Another new 'mssing persons' entry to the DIB is Nicholas Nolan (pictured above holding gloves), secretary to the Government and secretary of the Department of the Taoiseach (1961–72). A painstakingly efficient bureaucrat, Nolan was sometimes lampooned as 'Meticulous Nicholas'.

Nicholas Nolan

by Michael Kennedy

Nicholas George Nolan (Ó Nualláin, Nicolás Seoirse) (1907–84), civil servant, was born in Hong Kong on 8 December 1907, although he was sometimes described as a native of Cork. The eldest child of Nicholas G. Nolan (1878–1920), chief interpreter of the Hong Kong Supreme Court (1907–20) originally from Cork, and his wife, May Georgina (née Hennessy) (1886–1929), originally from Wexford. Nolan had three sisters and four brothers. One brother, Fr Henry Nolan, SJ (1910–2006), was head of the English Language Section of Vatican Radio (1945–61) and was a former rector of Belvedere College, Dublin (1965–8). 

Nolan began his education at the Victoria British School, Hong Kong. After his father died in January 1920 the family returned to Ireland, settling first in Cork. Nolan continued his education at the 'North Mon' Presentation College, Cork. He entered the civil service as an executive officer in the first open competition in 1925 and served in the Office of the Revenue Commissioners until 1932. During the later 1920s the Nolan family moved to Dublin. 

Whilst with the Revenue Commissioners Nolan commenced studies in commerce at UCD, graduating with first class honours in 1931, taking first place in the year. He won a bursary in commerce and in 1932 was awarded an M.Econ.Sc. (first class) for the dissertation A Celtic exodus, or the Irish emigration. Nolan later obtained a Ph.D. in economics from the NUI in 1936 through a 429-page dissertation entitled The Irish emigration: a study in demography. It argued that an Irish government could, with the development of agriculture and industry, bring Ireland to its optimum population level. The linked topics of his dissertations were perhaps suggestive of his own family's departure from and return to Ireland. 

Following his appointment to the grade of administrative officer in 1932 he moved to the Department of Finance. In 1936 he was appointed private secretary to the secretary of the Department of Industry and Commerce, John Leydon. 

Nolan moved to the Department of External Affairs in 1939 where he worked at headquarters until 1946 when he was appointed counsellor to the newly opened Irish Embassy to the Holy See where he served with Ireland's first Ambassador to the Holy See, Joseph P. Walshe. For personal and family reasons Nolan did not greatly enjoy being posted overseas. From very shortly after his arrival in Rome he sought, with Walshe's approval, a transfer to a domestic post, preferably a return to the Department of Industry and Commerce. 

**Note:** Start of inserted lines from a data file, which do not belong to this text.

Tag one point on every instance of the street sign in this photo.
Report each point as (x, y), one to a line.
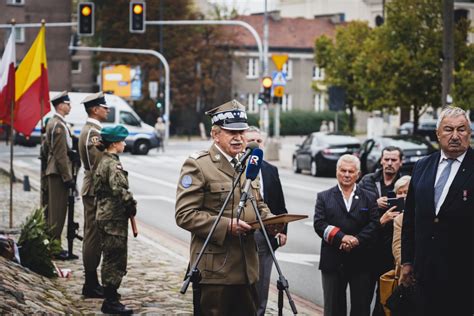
(153, 89)
(279, 79)
(278, 91)
(279, 61)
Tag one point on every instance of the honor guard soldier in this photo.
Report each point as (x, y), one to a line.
(229, 267)
(115, 205)
(97, 111)
(59, 166)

The vacancy created by the departure of the assistant secretary at the Department of the Taoiseach, Patrick Kennedy (Pádraic Ó Cinnéide), to head the newly established Department of Health in 1947 gave Nolan the opening he sought in the domestic civil service. Returning to Dublin in the spring of that year he was promoted to fill the vacancy left by Kennedy and began a long appointment as assistant secretary to the Government and assistant secretary, Department of the Taoiseach. Nolan ultimately succeeded Maurice Moynihan as secretary to the Government and secretary, Department of the Taoiseach on 1 January 1961, holding the post to December 1972. He retired on reaching the age limit and was succeeded by Donal O'Sullivan, another 'North Mon' alumnus. 

During his term as secretary Nolan was one of the powerful 'committee of secretaries' which oversaw aspects of government policy implementation and execution during the term of Taoiseach Seán Lemass. However unlike other members of the committee, Nolan was more concerned with the method of implementation of procedures within his department and often was consumed with the minutiae of departmental business. 

Nolan's métier was managing the process and operation of the Department of the Taoiseach and ensuring correct procedures were drafted and rigorously implemented. Known for his hair-splitting style, extreme precision in drafting as well as his precise copper-plate writing, Nolan was gently lampooned as 'Meticulous Nicholas' and even 'Ridiculous Nicholas', having, according to one story, allegedly counted the number of strings on the Irish state symbol, the harp, on an official letterhead and returned the batch of paper as the incorrect number of strings had been printed for the harp in question. However others, such as Conor Cruise O'Brien, were more severe in their views; Cruise O'Brien describing his erstwhile colleague as a 'notorious martinet' in his memoirs (112), though in such terms as to make something of a virtue of Nolan's style. 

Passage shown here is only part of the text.